Critical to the new concept is public participation in the form of “deliberative democracy” under the WSU Center for Civic Engagement and Health, an extension of the Center for Citizenship founded by Marc Kruman, Ph.D., professor of History. This new entity will be co-directed by Kruman, and Malcolm Cutchin, Ph.D., professor of Occupational Therapy, Health Care Sciences in the Eugene Applebaum College of Pharmacy and Health Sciences with a mission to serve Detroit residents by fostering engagement and evaluation, “especially those of democratic action and deliberation,” allowing community-based citizenship to flourish for the sake of improving public health. The program, Kruman explained, will act as a hub facilitating activities and interactions between the community and the university. It will develop avenues by which residents, WSU and other organizations can learn from each other to improve community health, assisting in the attainment of knowledge to inform new health-related practices.

As an example, Levy pointed to an effort to map blood pressure data across the city of Detroit to identify areas with concentrations of uncontrolled hypertension. Using this approach, pockets of high-risk can be targeted and community relationships can be leveraged to effect change. Working with their hypertension community advisory board, Levy’s team, in partnership with the Greater Detroit Area Health Council and the Midwest Affiliate of the American Heart Association, designed an intervention to disseminate education to community members using family matriarchs and patriarchs as trusted sources of information related to high blood pressure control. “Our advisory board told us they’d like to get community leaders and family members, not health care providers, to deliver that type of education,” he said. “When we hear that type of information from people we trust, it becomes more effective. We want our community to become part of a culture of health.”

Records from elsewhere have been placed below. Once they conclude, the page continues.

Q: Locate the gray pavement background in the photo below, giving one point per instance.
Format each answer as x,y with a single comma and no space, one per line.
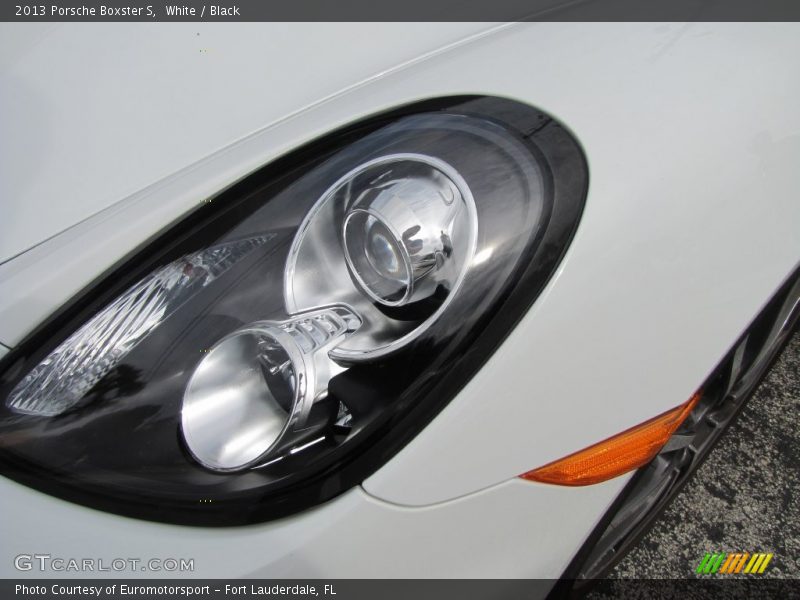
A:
744,497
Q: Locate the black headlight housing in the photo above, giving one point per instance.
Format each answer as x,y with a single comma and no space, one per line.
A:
109,425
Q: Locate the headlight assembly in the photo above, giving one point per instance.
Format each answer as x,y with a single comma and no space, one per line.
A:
283,341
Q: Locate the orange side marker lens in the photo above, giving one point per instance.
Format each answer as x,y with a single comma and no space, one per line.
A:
618,454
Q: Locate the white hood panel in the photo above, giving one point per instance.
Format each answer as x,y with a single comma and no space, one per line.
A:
91,114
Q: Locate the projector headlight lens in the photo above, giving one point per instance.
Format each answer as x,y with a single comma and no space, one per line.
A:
280,344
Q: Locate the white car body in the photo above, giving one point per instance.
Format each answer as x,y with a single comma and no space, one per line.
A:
692,136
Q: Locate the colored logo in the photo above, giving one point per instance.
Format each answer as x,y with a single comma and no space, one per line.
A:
734,562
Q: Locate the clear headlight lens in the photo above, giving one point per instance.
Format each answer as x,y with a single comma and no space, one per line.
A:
282,342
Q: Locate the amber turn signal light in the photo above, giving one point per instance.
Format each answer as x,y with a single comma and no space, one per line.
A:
619,454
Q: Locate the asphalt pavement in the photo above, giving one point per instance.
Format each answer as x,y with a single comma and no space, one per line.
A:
744,498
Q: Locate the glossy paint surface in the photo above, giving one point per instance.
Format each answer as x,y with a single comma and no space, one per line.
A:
692,137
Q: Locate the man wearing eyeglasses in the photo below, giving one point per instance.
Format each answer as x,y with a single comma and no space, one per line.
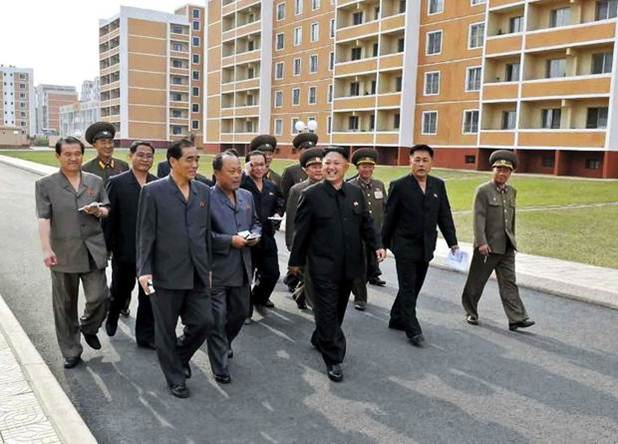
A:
123,191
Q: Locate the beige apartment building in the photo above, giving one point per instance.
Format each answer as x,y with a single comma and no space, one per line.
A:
17,103
465,76
151,66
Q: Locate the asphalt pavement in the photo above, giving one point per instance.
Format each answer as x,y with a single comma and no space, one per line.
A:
557,382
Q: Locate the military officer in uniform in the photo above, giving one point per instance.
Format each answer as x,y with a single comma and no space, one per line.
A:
311,162
332,222
101,136
495,244
365,160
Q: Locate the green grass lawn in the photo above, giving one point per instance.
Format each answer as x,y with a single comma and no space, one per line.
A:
588,235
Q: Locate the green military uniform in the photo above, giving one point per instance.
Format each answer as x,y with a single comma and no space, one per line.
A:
105,170
494,225
375,196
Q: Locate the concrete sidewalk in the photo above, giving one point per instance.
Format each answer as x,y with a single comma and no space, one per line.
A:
572,280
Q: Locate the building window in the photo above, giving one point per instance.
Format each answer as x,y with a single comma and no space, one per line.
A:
430,122
555,68
296,96
476,35
516,24
509,119
313,95
473,79
596,118
432,83
550,118
313,65
278,99
434,43
606,9
281,11
560,17
279,71
298,35
297,66
512,72
602,63
471,122
435,7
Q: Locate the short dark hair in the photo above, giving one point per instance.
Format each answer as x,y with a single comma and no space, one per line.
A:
255,153
137,143
421,147
217,162
175,150
70,140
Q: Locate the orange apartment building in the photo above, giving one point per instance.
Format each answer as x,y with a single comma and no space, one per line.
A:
151,70
17,101
465,76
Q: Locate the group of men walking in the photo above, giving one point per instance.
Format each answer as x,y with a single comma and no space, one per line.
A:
204,251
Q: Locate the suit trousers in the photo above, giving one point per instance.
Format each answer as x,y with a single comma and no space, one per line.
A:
193,307
329,306
123,283
230,308
480,271
410,277
65,290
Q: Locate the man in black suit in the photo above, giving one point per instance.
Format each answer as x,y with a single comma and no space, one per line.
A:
174,261
123,191
332,222
416,205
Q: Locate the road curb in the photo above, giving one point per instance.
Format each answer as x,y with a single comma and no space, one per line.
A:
56,405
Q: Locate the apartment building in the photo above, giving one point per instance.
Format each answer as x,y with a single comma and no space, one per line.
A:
465,76
151,66
49,100
17,101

The center will also include an industry-facing entity aptly called Clinical Research One at Wayne (CRO@Wayne). “The goal of CRO@Wayne”, Levy said, “is to provide a one-stop shop for industry partners seeking to conduct research, which can in turn lead to growth in our technology commercialization potential. Industries seeking to test new drugs and devices can contract with WSU to conduct clinical trials across a coordinated network of regional health care systems, with all operations conducted out a centralized location. As evidenced by secured contracts in excess of $3 million already for such trials, industry is hungry for such opportunity and the prospects for CRO@Wayne are promising.

“The reality is we want people to be healthy. Part of living in a culture of health is knowing why you want to be healthy. Staying healthy allows people to be vibrant contributors, to family, providing emotional and physical support, and to the tax base, which helps schools and community services, bettering the overall quality of life, and prospects for the future,” Levy said. “A healthier population also decreases dependence on health care systems, reducing the amount of money and time spent on medical care, enabling direction of such resources to other community needs.”

In his new position, Levy reports to Stephen Lanier, Ph.D., WSU Vice President for Research, and Jack D. Sobel, M.D., dean of the WSU School of Medicine.